In the Midwest, where buyers tend to be most active before summer vacations begin and school starts in the fall, home shopping tends to peak in June. This year, Lane said, that appears to have happened earlier than normal. During May there were 34 showings for every house listing for the Twin Cities, the third-highest showing ratio in the country. During June, that ratio fell to 28.

Lane said that with prices on the rise, more new listings are likely to follow as homeowners cash in their equity and take advantage of the lowest mortgage rates in a generation.

In the Twin Cities, that's already happening. Last month, according to the MAR report, there was nearly an 11% increase in new house listings in the Twin Cities during June. But with demand outpacing supply in some parts of the metro area, buyers still had nearly 36% fewer options at the end of the month.

Lane said the effects of the pandemic and the possibility of remote work for more buyers has upended the needs of buyers and sellers in innumerable ways, making it more difficult than ever to predict the market.

"It could simply be a supply-and-demand anomaly," he said.

Todd Walker, MAR president and a Twin Cities-area real estate agent, said in a statement that the decline in pending sales could be a result of the stiff competition buyers are facing.

"Reasonably increasing home prices are a good sign for our industry," he said. "Frequent bids over asking price will naturally incentivize some buyers to wait out the busy season for when they have more opportunity."

Despite the economic turbulence of the pandemic and growing concerns about the prospect of a price bubble, home buying continues to be fueled by low mortgage rates. Though rates have fallen each of the past three weeks, mortgage originations across the country have fallen slightly.

On Thursday, Freddie Mac said the 30-year fixed-rate mortgage averaged 2.88% after peaking at 3.18% in April — a full percentage point lower than a year ago.
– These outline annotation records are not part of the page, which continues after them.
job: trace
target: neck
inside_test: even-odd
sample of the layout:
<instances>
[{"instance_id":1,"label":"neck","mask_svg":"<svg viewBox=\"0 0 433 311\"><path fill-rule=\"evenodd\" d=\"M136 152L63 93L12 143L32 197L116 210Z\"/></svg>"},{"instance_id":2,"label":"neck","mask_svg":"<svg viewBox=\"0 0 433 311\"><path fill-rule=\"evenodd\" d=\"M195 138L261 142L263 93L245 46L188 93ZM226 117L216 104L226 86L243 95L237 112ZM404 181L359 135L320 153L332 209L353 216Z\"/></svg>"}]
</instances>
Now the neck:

That has provided a bit of relief for buyers who are struggling to keep pace with rising prices.

Freddie Mac predicts that rates will rise only slightly next year, withan average 30-year rate of 3.7%. The agency also expects house price growth to slow from an annual 12.1% this year to 5.3% in 2022, when home sales are expected to remain flat compared with this year.
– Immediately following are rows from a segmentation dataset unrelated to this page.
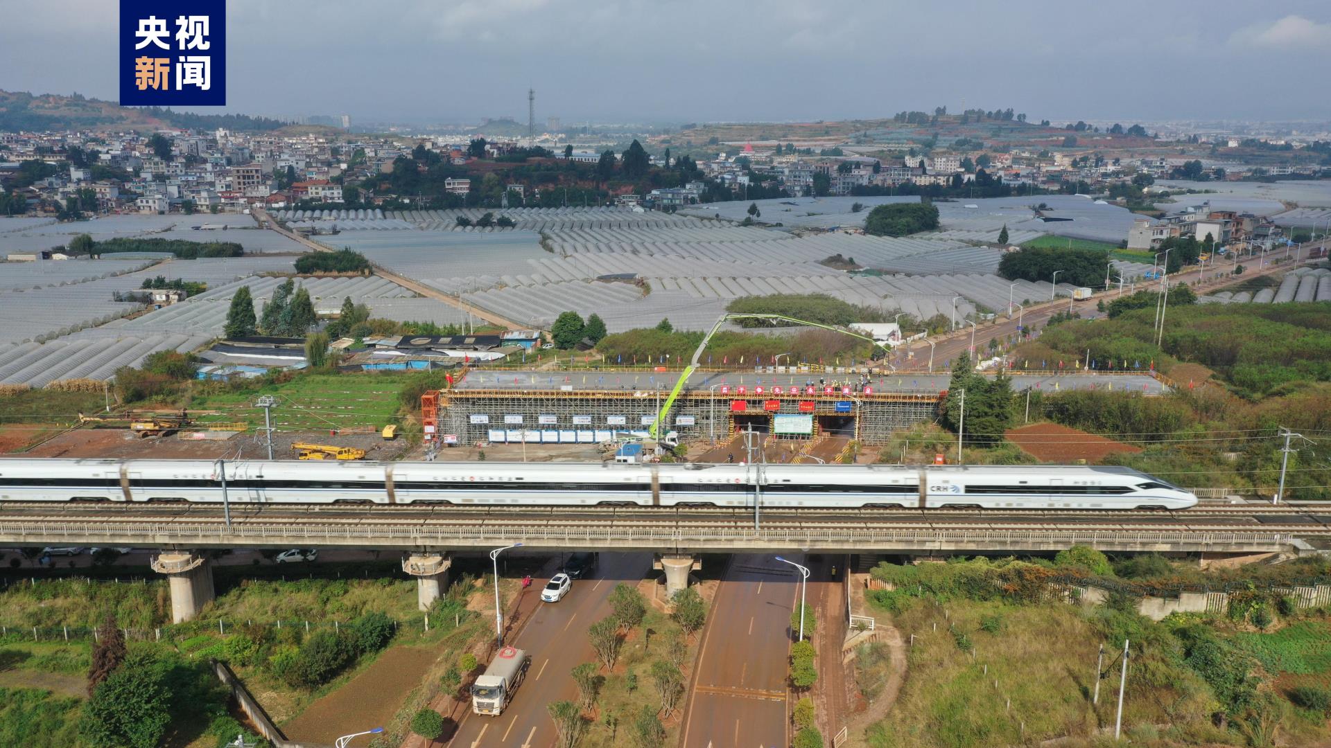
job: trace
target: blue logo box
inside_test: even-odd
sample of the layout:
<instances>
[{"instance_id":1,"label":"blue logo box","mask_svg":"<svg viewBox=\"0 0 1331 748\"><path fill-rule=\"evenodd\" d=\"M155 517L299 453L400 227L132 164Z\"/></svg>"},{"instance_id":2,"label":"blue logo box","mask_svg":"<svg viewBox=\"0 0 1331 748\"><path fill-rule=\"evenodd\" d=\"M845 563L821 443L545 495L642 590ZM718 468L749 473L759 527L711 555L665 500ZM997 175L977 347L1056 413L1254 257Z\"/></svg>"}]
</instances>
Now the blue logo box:
<instances>
[{"instance_id":1,"label":"blue logo box","mask_svg":"<svg viewBox=\"0 0 1331 748\"><path fill-rule=\"evenodd\" d=\"M120 0L120 104L226 105L226 0Z\"/></svg>"}]
</instances>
Like many homeowners who have been tempted to trade up to a more expensive house by rock-bottom rates, the Stevenses were concerned about selling their house before they'd found a new one. But given they'd be selling a starter house — a hot commodity — they were confident they'd sell quickly with plenty of time to find their next one.

They had encountered swarms of other buyers when they went to open houses in early May. So after looking at nearly a dozen houses, they offered significantly more for the house in Champlin than the sellers were asking, and offered to buy it even if they hadn't sold the house they already owned.

Now, as the couple await the closing on their house in Crystal, they're settling in with their 2-year-old at the roomier place in Champlin. Andrew Stevens is aware they might have overpaid slightly for their new house.

Although they fretted about whether they'd missed the peak of the market, the couple ended up getting competing offers, including one that will net them close to their original list price, despite the price reduction.

"Had it not been for the run-up on prices on 'starter homes' — if they can even be called that anymore — it wouldn't have been possible,' he said.